Eine 18-jährige macht ein missglücktes TikTok-Video zum USA-Iran-Konflikt - und alle flippen aus. Dabei sind die Ängste der jungen Leute real und sollten ernst genommen werden. Ein Kommentar von Christian Schiffer.

Von: Christian Schiffer

Stand: 10.01.2020

Die Handyapp TikTok | Bild: picture-alliance/dpa

2,2 Millionen Menschen folgen der 18-jährigen Schülerin Laura Sophie auf TikTok.
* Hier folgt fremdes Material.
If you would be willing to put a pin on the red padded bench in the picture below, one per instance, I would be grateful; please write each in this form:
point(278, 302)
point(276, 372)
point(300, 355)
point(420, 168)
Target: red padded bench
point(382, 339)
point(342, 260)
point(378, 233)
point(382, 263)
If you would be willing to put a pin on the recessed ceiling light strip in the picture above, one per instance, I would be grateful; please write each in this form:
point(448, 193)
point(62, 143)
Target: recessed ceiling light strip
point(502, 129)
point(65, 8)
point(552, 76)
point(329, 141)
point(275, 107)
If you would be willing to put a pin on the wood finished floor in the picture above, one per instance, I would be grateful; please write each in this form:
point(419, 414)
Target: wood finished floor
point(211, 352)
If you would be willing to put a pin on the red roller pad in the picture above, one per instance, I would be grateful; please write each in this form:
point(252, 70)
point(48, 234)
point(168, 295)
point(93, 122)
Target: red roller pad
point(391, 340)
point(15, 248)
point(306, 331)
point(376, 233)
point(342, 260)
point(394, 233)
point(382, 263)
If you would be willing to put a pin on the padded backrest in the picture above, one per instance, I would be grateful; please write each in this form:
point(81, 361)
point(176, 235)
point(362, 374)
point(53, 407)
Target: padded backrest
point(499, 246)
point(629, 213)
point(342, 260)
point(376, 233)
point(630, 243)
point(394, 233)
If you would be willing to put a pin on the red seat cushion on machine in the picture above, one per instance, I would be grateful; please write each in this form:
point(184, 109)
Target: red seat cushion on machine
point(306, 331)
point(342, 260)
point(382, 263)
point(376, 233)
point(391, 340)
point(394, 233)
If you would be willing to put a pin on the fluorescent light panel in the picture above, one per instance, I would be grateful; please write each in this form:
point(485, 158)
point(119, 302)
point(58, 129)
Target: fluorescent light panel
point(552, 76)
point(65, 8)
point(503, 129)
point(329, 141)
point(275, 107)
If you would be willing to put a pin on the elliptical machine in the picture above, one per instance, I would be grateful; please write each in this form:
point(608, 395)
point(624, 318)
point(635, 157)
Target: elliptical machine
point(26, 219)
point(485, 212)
Sie schauen der Münchnerin dabei zu, wie sie im Pyjama tanzt, Songs der HipHopperin Doja Cat lipsynct oder wie sie sich fragt, ob „Die Eiskönigin 2“ wirklich besser ist als „Die Eiskönigin 1“. Fast 3.000 Clips hat die Influencerin produziert und letztens auch eines, in dem sie sich mit dem Konflikt zwischen den USA und dem Iran beschäftigt – und mit dem 3. Weltkrieg. In ihrem Video erzählt sie davon, wer gegen wen kämpft und dass der Iran "über extrem viele Atombomben und gefährliche Waffen" verfügt: "Wenn da eine hochgeht, sind wir alle futsch", sagt Laura Sophie in ihrem Video.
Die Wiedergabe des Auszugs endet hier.